Additionally, has the axial power distribution changed from the distribution used for the analysis in the current FSAR?

SRXB-RAI-6 Auxiliary Feedwater (AFW) Flow: From comparison between Figure 4-13 (Steam Generator Auxiliary Feedwater Mass Flow Rates - 3.78-inch Break) of the LAR and Figure 14.6.5.2-13 of the current FSAR, it appears that there are significant modeling differences for the AFW flow.

Please discuss the differences between the two modeling techniques and provide justification for the changes.

SRXB-RAI-7 As this is the first plant-specific application of this NRC-approved Small Break Loss of Coolant Accident (SBLOCA) method and for the staff to gain a better understanding of the SBLOCA phenomena for the transition break (3.79-inch diameter break) case, please provide the following six plots for the transition break that were provided for the limiting break (3.78-inch diameter break):

Figure 4-3: Primary and Secondary System Pressure Figure 4-6: Loop Seal Void Fraction Figure 4-9: Inner and Outer Core Collapsed Liquid Level Figure 4-19: Integrated Break Flow and ECCS Flow Figure 4-21: Hot Assembly Mixture Level Figure 4-22: Peak Cladding Temperature at PCT Location SRXB-RAI-8

As this is the first plant-specific application of this NRC-approved SBLOCA method and for the staff to gain a better understanding of the Reactor Coolant Pump (RCP) Trip Sensitivity Studies, please provide additional discussion of the following:

a.
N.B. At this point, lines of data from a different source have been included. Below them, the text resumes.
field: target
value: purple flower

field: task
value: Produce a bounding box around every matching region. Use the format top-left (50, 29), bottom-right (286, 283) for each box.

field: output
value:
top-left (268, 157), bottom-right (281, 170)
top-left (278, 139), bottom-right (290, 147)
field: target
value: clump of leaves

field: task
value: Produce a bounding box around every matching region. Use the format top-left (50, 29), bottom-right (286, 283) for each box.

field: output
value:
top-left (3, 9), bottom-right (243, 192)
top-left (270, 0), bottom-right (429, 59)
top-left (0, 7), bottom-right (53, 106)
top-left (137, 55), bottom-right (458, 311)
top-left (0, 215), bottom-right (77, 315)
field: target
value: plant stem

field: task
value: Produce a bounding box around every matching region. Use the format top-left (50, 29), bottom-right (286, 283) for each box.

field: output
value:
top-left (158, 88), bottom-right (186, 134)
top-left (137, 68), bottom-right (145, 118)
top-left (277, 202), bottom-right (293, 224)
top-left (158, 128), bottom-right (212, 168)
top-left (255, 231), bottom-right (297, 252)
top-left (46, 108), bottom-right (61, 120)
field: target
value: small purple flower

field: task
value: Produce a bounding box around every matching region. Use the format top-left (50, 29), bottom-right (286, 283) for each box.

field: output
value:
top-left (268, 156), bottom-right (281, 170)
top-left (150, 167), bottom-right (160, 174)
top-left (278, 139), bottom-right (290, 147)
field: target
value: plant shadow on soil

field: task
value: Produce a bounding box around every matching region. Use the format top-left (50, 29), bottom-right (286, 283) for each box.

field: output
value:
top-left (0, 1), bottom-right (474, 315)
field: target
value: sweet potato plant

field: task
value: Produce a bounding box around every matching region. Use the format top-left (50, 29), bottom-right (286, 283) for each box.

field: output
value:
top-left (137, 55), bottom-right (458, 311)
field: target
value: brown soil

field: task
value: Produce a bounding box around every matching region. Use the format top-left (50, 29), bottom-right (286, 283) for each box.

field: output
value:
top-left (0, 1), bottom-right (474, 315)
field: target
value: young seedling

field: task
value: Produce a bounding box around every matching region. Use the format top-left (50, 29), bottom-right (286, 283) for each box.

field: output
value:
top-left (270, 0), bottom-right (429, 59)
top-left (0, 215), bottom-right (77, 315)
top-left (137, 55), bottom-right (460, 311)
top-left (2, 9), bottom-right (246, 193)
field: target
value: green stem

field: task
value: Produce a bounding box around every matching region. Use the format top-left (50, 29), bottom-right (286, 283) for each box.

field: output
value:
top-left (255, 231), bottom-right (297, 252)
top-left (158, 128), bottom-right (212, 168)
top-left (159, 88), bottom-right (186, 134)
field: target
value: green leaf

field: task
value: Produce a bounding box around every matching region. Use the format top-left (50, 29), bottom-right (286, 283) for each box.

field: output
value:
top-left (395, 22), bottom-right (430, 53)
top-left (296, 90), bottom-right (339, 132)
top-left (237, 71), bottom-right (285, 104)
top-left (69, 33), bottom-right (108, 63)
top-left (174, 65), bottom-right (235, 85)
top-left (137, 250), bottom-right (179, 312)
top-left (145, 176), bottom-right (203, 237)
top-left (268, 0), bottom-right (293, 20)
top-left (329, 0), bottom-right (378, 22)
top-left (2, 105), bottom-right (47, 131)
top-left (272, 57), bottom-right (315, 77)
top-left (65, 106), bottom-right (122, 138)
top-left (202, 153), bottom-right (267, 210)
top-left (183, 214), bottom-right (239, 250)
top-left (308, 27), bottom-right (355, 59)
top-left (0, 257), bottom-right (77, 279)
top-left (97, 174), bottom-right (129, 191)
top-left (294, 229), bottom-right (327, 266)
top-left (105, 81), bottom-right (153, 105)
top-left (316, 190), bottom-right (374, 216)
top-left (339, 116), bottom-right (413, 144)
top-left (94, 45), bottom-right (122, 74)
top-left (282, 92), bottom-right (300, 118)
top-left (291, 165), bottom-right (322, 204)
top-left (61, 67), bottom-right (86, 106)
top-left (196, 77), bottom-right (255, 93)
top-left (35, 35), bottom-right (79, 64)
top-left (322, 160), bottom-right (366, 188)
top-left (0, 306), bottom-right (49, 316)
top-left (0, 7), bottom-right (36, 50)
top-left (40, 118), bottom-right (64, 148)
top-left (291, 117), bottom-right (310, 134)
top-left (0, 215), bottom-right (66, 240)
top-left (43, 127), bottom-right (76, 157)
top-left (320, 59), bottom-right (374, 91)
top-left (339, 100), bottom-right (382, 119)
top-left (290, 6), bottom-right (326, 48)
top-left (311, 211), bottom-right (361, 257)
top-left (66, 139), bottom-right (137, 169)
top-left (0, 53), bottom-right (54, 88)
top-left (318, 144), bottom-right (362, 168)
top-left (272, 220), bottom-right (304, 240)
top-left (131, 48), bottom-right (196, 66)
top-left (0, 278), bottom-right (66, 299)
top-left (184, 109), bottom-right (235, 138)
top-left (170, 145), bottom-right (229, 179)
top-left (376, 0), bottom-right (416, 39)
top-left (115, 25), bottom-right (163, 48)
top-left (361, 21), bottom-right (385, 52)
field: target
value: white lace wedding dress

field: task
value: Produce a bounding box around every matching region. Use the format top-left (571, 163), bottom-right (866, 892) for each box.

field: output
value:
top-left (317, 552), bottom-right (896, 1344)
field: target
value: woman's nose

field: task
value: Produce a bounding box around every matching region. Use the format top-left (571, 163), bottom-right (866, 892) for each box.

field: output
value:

Describe the process that was used to determine the limiting break for these cold and hot leg break RCP trip sensitivity studies and please provide the breaks that were analyzed along with their associated peak cladding temperature (PCT) results.
b. Were the intact loop seals biased to promote the broken loop clearing, as was in the base break spectrum analysis? If the sensitivity studies did bias the intact loop seals, how was the transition break determined for the cold and hot leg break RCP trip sensitivity studies?
c. For the case assuming the relaxation in Appendix K assumptions, what cold and hot leg breaks were rerun to find out the maximum delay time for the operator action?
d. The results of the RCP trip sensitivity studies for the cold leg and hot leg breaks conclude that there is at least 2 minutes for the operators to trip the RCPs after the loss of subcooling margin in the cold leg pump suction and there would be additional time if there was some relaxation in the Appendix K requirements. Please elaborate on how the plants Emergency Operating Procedures (EOPs) are supported by these conclusions.

SRXB-RAI-9 Please provide additional information regarding the evaluation of the Zirc-4 cladding:

a. Please identify which break sizes were rerun and provide their associated PCTs. Also, please provide the PCT vs. time plot for the limiting case.
b. Did the evaluation include the different RODEX2 input for Zirc-4 and were the correction factors applied for thermal conductivity degradation (TCD)?
c. The application states that the PCT penalty will be applied until Zirc-4 is no longer limiting. How will this transition be identified and controlled?

SRXB-RAI-10 of the LAR does not include discussion regarding the implementation of Supplement 1 to EMF-92-116. Please confirm that the TCD correction factors were applied to the RODEX2 results for input into the SBLOCA analysis.

SRXB-RAI-11 The most recent MPS2 SBLOCA 50.46 PCT rackup sheet (ADAMS Accession Number:

ML15188A346) contains a number of ECCS model assessments. Was this SBLOCA analysis completed with a version of S-RELAP5 that contains modeling updates that incorporated these assessments? Were any of the modeling updates different than the corrections described in their associated 50.46 reports?